I'm currently reading Nixonland by Rick Perlstein, a seriously in-depth look (900 pages) at Nixon and American society based around the elections from '64 to '72.
It's full of interesting detail excavated mainly from his long study of newspaper archives, though much of the material is familiar to any novice student of the period (hardly an understudied one). Unfortunately, at times it feels like reading bits of all the nation's daily newspapers chronologically, interspersed with Perlstein's sometimes clumsy attempts to inject pithy analysis (by following quotes with notes in parenthesis and using exclamation marks! or italics!).)
The writing is a little too forced; whilst I get tired of traditional dry historical writing, there's a little too much effort to insert some colour into every paragraph here. That said, the vast array of anecdotes Perlstein's collected have many gems amongst them.
The central thesis is to emphasise the conservative backlash that developed in the period, and which Perlstein seems to think has been underexamined compared to the counter-culture he also explores, and led to the blue-red divide still with us today.
I'm only halfway through so I'll reserve judgment on it as a whole for now.
I'm making good headway on the Sontag, which is every bit as superb as AdeC says. I'm also nearing the end of The Sound and the Fury by William Faulkner, which is staggering. Having not read him before, I'm definitely seeing why people talk about him with such awe.

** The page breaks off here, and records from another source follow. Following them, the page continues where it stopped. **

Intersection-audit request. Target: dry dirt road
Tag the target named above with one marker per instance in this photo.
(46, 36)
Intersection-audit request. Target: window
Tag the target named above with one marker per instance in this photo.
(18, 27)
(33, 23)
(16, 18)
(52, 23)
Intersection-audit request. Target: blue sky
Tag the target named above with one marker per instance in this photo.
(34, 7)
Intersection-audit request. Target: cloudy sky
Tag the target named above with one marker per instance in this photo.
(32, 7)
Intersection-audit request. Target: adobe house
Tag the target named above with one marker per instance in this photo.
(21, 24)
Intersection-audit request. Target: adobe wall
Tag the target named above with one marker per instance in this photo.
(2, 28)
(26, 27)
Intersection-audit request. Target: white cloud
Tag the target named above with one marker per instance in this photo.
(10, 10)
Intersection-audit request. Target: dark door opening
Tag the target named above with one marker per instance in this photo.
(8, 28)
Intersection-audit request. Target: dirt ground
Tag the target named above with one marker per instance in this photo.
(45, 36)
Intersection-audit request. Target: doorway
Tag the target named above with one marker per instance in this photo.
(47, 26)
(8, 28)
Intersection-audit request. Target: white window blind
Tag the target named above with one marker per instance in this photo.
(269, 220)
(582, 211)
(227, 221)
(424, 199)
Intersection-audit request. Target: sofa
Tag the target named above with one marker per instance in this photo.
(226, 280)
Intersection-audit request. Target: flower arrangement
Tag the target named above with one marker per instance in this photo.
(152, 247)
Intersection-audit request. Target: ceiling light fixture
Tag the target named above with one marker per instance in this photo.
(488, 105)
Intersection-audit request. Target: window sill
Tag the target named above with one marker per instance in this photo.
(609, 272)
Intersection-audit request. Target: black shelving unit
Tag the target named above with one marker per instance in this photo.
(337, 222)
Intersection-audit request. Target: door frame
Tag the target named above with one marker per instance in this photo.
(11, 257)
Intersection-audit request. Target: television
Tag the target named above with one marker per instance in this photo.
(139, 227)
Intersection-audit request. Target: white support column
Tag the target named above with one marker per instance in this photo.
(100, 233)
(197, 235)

The sociology library at Cardiff is currently doing its summer purge of books, so I'm getting lots of free books, whose analysis is somewhat out of date.
Just read Steve Barnett Games and Sets on the history of Sport and TV, which was very interesting, but being written in 1988 was a different world from today. Think I might start a thread on it in fact.
Am now splitting my time between The First Casualty by Phillip Knightley, a history of war correspondents, which is great, readable and informative, and with some very quotable anecdotes; and Ursula le Guin The Dispossed, which is good fun too. Think I'll be looking for more of her stuff afterwards.
Finished Sontag and Faulkner, am now embarking on David James Duncan's The River Why (his The Brothers K is pretty much my favourite book ever) and Charles Taylor's Sources of the Self, which I always feel I skimmed through waaaaay too fast the first time I read it.
I didn't like What A Carve Up (having enjoyed House of Sleep a lot), I thought it was a bit like being repeatedly hit with a sledgehammer of liberal outrage - and I'm all in favour of liberal outrage.